Zwart: dof gitzwart, mag een zweem van bronskleur vormen; een plek wit
op borst, tenen en staartpunt is toegestaan.
Bruin: kan chocoladebruin of bronskleur zijn; moet in elk ander opzicht
zijn als zwart, behalve voor wat de kleur betreft; een plek wit op borst, tenen
en staartpunt is toegestaan.
Wit met uitsluitend zwarte aftekeningen (Landseer): bij voorkeur een
zwart hoofd met een smalle bles, regelmatig afgetekend zadel, zwarte romp tot
aan de staart; op schoonheid van de aftekening dient in hoge mate te worden
gelet; spikkels zijn ongewenst.
Bijzonderheden
Kenmerkende eigenschappen: grote trekhond en waterhond, met een natuurlijk
instinct voor het redden van drenkelingen; een toegewijd metgezel; buitengewoon
zachtmoedig en volgzaam van aard.
Gangen: ruim, enigszins rollend gangwerk; in beweging is een lichte mate
van toontreden in het front aanvaardbaar.
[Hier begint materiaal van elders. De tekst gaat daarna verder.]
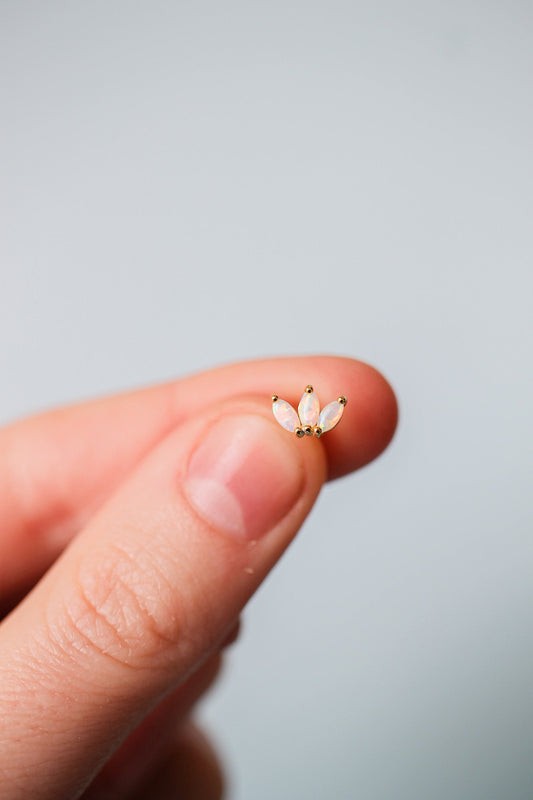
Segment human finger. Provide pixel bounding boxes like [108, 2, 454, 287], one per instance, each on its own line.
[0, 356, 397, 616]
[0, 398, 328, 800]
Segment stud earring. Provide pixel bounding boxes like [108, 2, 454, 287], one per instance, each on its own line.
[272, 385, 348, 438]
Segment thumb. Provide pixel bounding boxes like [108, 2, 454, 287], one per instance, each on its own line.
[0, 399, 324, 800]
Fouten: elke afwijking van de voorgaande punten moet als een fout worden
aangemerkt; de beoordeling van de ernst van de fout moet in verhouding staan
tot de mate waarin de fout zich voordoet.
Opmerking: reuen moeten twee duidelijk normale testikels hebben, die
volledig in het scrotum zijn ingedaald.